Dalam sekejap, Laut Bintan sudah dipenuhi dengan riuh dan gemuruhnya dentuman-
dentuman Meriam dan teriakan para prajurit Melaka dan Portugis. Pasukan Melaka berhasil
menawan beberapa prajurit Portugis dan membawanya ke Melaka. Pasukan Portugis terus
memburu perahu-perahu itu hingga ke perairan ke perairan Melaka. Peristiwa ini diketahui
Bendahara Paduka Raja yang kemudian melaporkannya kepada Raja Syah Alam. Mendapat
laporan Bendahara, Raja Syah Alam segera memerintahkan untuk meminta bantuan Hang
Tuah yang saat itu sedang sakit. Ketika Bendahara Paduka Raja sampai di rumahnya Hang
Tuah terlihat masih lemah. Bendahara kemudian membantu Hang Tuah duduk, lalu
menceritakan ancaman serangan Portugis. Mendengar berita itu, Hang Tuah memaksakan diri
untuk pergi menuju istana. Ketika sampai di istana, ia disambut Raja Syah Alam. Niat itu pun
langsung direstui oleh Raja Syah Alam. Walaupun masih sakit, Laksamana Hang Tuah tetap
memimpin pasukan Melaka. Peperangan dahsyat pun terjadi lagi di Selat Melaka. Dengan
berani, Laksamana Hang Tuah meloncat naik ke sebuah perahu Portugis dan mengalahkan
semua prajurit Portugis yang ada di atasnya. Melihat banyak kawannya yang kalah, enam
perahu Portugis kembali ke pangkalan. Dua Panglima Perang Portugis, Kapitan Gubernur dan
Dong Suala, sangat marah mendengar laporan itu. Mereka kemudian segara membantu
prajuritnya yang tengah berperang di Selat Melaka. Kedatangan bantuan Portugis itu
disambut Hang Tuah dengan tembakan Meriam. Akibatnya, tiang layar perahu Kapitan
Gubernur dan Dong Suala patah. Serangan itu dibalas Kapitan Gubernur yang juga
menyebabkan tiang layar dan kemudi perahu Maharaja Setia patah. Peluru prajurit Melaka
berhasil melukai Kapitan Gubernur Portugis. Ia jatuh terduduk. Beberapa saat kemudian,
prajurit Melaka juga berhasil melukai Panglima Dong Suala.

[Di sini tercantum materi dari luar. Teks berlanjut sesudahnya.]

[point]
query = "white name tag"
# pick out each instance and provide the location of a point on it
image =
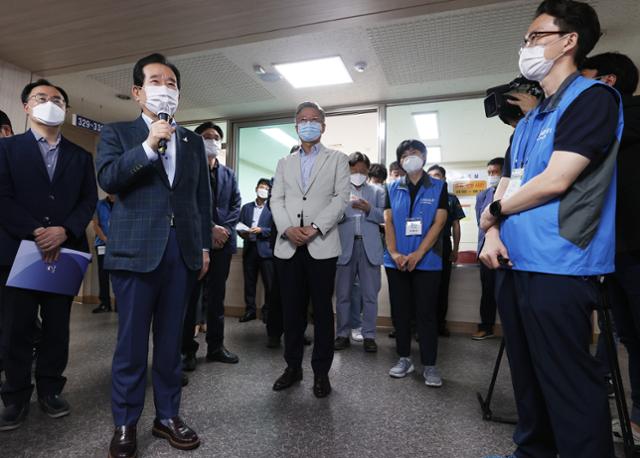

Walaupun beberapa pemimpinnya sudah tidak berdaya, para prajurit Portugis terus
menembaki perahu-perahu Melaka dengan membabi-buta. Saat itulah, tiba-tiba sebuah peluru
mesiu menghantam Laksamana Hang Tuah. Saat itulah, tiba-tiba sebuah peluru mesiu
menghantam Laksamana Hang Tuah. Dalam pertempuran itu, tidak ada yang menang dan
tidak ada yang kalah. Itulah perang terakhir yang diikuti oleh Hang Tuah. Setelah itu, Hang
Tuah tidak lagi menjadi laksamana. Baginda Raja juga tidak menjadi raja lagi. Ia digantikan
oleh Putri Gunung Ledang, anak dari Baginda Raja sendiri.